LO2 cells transfected with lentivirus containing CD47-HuR fusion gene was designated as LO2CD47-HuR cells. Both LO2 and LO2CD47-HuR cells were cultured in DMEM supplemented with 10% Fetal bovine serum (FBS) and 1% penicillin-streptomycin. NCTC-1469 cells were cultured in DMEM supplemented with 10% horse serum and 1% penicillin-streptomycin. THP-1 cells were grown in RPMI-1640 medium containing 10% FBS and 0.05 mM 2-mercaptoethanol. All cells were cultured at 37 °C and 5% CO2 atmosphere.
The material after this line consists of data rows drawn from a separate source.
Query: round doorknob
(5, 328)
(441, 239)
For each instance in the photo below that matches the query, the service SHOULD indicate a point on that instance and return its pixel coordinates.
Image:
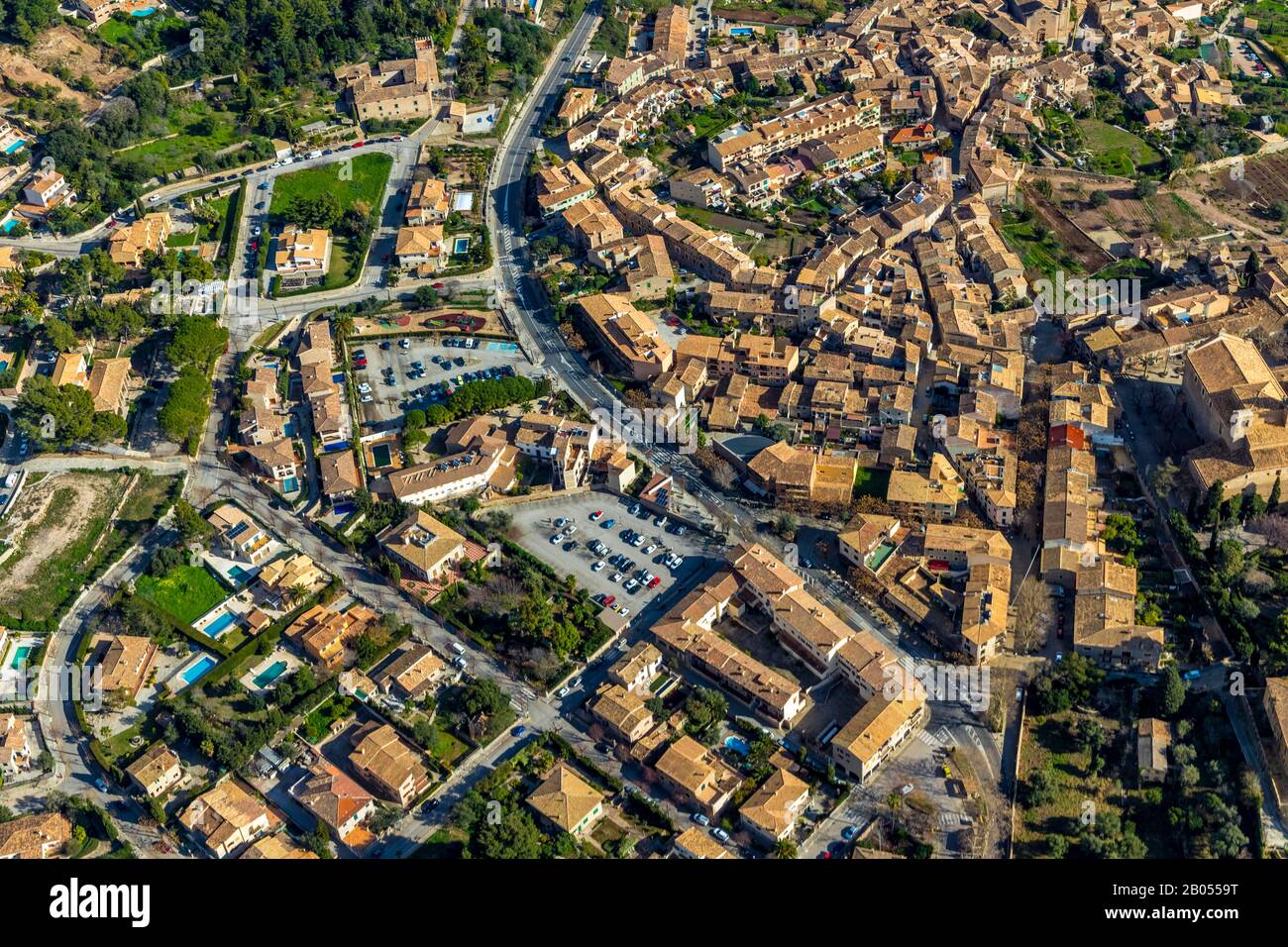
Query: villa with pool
(98, 12)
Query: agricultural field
(1038, 248)
(1258, 180)
(1271, 18)
(1116, 151)
(62, 532)
(1081, 792)
(1126, 215)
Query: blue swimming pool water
(219, 624)
(269, 674)
(738, 745)
(198, 669)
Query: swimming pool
(20, 656)
(198, 669)
(269, 674)
(219, 625)
(738, 745)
After cells were cultured in serum-free cell culture medium for 48 h, a modified protocol to purify Exos was carried out as previously reported [49]. Initially, cell medium containing Exos was collected by centrifugation at 300 g for 10 min and 2,000 g for 20 min to remove cells and then followed by centrifugation at 10,000 g for 30 min to eliminate dead cells and cell debris. Afterward, the resulting clear supernatant was centrifuged for 70 min at 100,000 g using a Sorvall WX 100 + (Thermo Fisher Scientific, Japan) to isolate Exos. After removing the supernatant, Exos pellets were resuspended in 1 mL PBS and mixed with an additional 25 mL cold PBS. Then, Exos pellets were subjected to ultracentrifugation at 100,000 g again for 70 min to remove residual media components and filter the supernatant through a 0.22 μm filter. The purified Exos were finally resuspended in 100 μL PBS and immediately stored at - 80 ℃. Exos derived from LO2 cells were utilized in all in vivo and in vitro experiments.
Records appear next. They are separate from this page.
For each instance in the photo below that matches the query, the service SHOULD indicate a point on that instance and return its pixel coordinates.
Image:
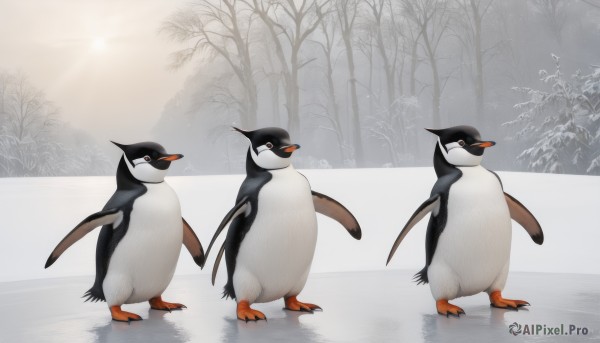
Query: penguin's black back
(447, 175)
(128, 190)
(256, 178)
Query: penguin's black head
(461, 145)
(147, 161)
(270, 147)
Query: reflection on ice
(382, 306)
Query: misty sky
(101, 62)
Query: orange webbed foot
(293, 304)
(123, 316)
(244, 312)
(158, 304)
(446, 309)
(496, 300)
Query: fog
(355, 82)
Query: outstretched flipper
(334, 210)
(217, 262)
(106, 217)
(192, 243)
(431, 204)
(238, 209)
(520, 214)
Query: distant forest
(355, 82)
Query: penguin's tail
(93, 295)
(228, 291)
(421, 277)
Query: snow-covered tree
(34, 142)
(560, 124)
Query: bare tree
(219, 28)
(432, 18)
(332, 109)
(471, 14)
(347, 12)
(289, 22)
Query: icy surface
(379, 306)
(362, 303)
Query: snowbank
(38, 212)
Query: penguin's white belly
(474, 248)
(278, 249)
(146, 257)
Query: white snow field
(363, 300)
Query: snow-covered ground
(38, 212)
(361, 301)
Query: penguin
(141, 237)
(468, 237)
(271, 241)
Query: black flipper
(238, 209)
(431, 204)
(334, 210)
(217, 262)
(128, 190)
(193, 245)
(520, 214)
(106, 217)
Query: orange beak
(291, 148)
(171, 157)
Initially, 100 μg Exos, 100 μg miRi, and 100 μg CsA were mixed in 400 μL cold electroporation buffer (21% Opti-MEM reduced serum medium, 1.15 mM potassium phosphate, and 25 mM potassium chloride). The mixture mentioned above was transferred into an ice-cold cuvette (0.4 mm) and then subjected to electroporation using a Gene Pulser Xcell (BioRad, Hercules, CA) at 400 mV and 125 μF capacitance (pulse/10 ms). To remove unbound cargo, the mixture was washed twice with cold PBS via ultracentrifugation at 110,000 g for 70 min at 4 ℃ and subsequently resuspended in PBS. Exos loaded with CsA and miRi were called CsA/miRi@ExosCD47-HuR.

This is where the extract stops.